I'm developing a manufacturing platform from R&D for a medical device. Would I need to do IQ/OQ/PQ on equipment that has been used historically in R&D and will be used in manufacturing or can I write a justification that this equipment is exempt?
Thanks very much for the input.
As I'm sure you are aware, equipment validation is a critical component of manufacturing; even slight inconsistencies can lead to serious issues. FDA's 21 CFR 820.70(g) states “Each manufacturer shall ensure that all equipment used in the manufacturing process meets specified requirements and is appropriately designed, constructed, placed, and installed to facilitate maintenance, adjustment, cleaning, and use.”
It isn't common for R&D equipment to meet FDA requirements. Does this equipment have documented requirements, and can you provide proof that the equipment consistently manufactures products that meet quality specifications? What is the risk to patients/users/business if the equipment isn’t set up properly or is run at the edges of the operating ranges?
IQ, OQ, PQ are methods for demonstrating that equipment offers a high degree of quality assurance, such that production processes can consistently manufacture products that meet quality requirements. Unless the R&D equipment has gone through this rigor, I suggest doing IQ/OQ/PQ.
Lisa Grosskopf, Chair, Medical Device Division
Lisa brought up some good points about equipment used to manufacturer medical devices. If you have not read the GHTF (Now IMDRF) guidance document on Process Validation then I suggest you download a copy (free) and read it. GHTF SG3 - QMS - Process Validation Guidance -January 2004 (imdrf.org)

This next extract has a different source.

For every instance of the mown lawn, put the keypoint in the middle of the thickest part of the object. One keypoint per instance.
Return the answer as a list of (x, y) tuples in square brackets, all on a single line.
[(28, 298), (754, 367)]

Also here is a link to the FDA's presentation on process validation.. download (fda.gov)
One thing to point out. Equipment is qualified (IQ/OQ) processes are validated (PQ). As Lisa pointed out use risk when setting up any protocols for your validation. If the equipment is being transferred to mfg, then this becomes part of your design transfer. Not all processes need to be validated (ref section 3.2 of the GHTF document for examples), but the equipment used should be qualified.
Do you have a good process validation SOP? If not you might want to start there. You might be able to do a justification for parts (like IQ/OQ), but you will spend more time defending it than just doing one.
If you have any questions to not hesitate to reach out. firstname.lastname@example.org
Principal Consultant & Past Biomedical Division Chair
Thank you Lisa. Very helpful.
Thank you John. Also very helpful.
I concur with Lisa and John's guidance.
In summary, the equipment needs to be qualified and process validated as well as having a documented process control approach, which is risk-based, and having established acceptance criteria.
Some items to consider, as you qualify your R&D equipment or other for production use:
(1) Calibration and Maintenance - including replacement part equivalency and proper controls
(2) Manufacturing Environment - proper controls for the type of production being done - sterility impacts, ESD, etc.
(3) Test Methods - Qualified (documented) verification to external standard or custom criteria as established; reminder on repeatability and reproducibility with multiple gages and/or personnel.
(4) Overall QMS documentation/Process Control that minimizes opportunity for product not meeting requirements as well as providing a good design (as applicable) / process baseline to facilitate your post market surveillance process (complaint).
If you are using equipment for a regulated environment, the appropriate controls should always be utilized to meet QSR - 21CFR820 requirements and/or ISO13485-2016 and associated applicable standards. A good quality approach makes product compliance a reality.
Yes you must do commissioning (IQ, OQ,PQ) since the usage in R&D is not the same as using equipment for productions specially if it be used for regulatory requirements.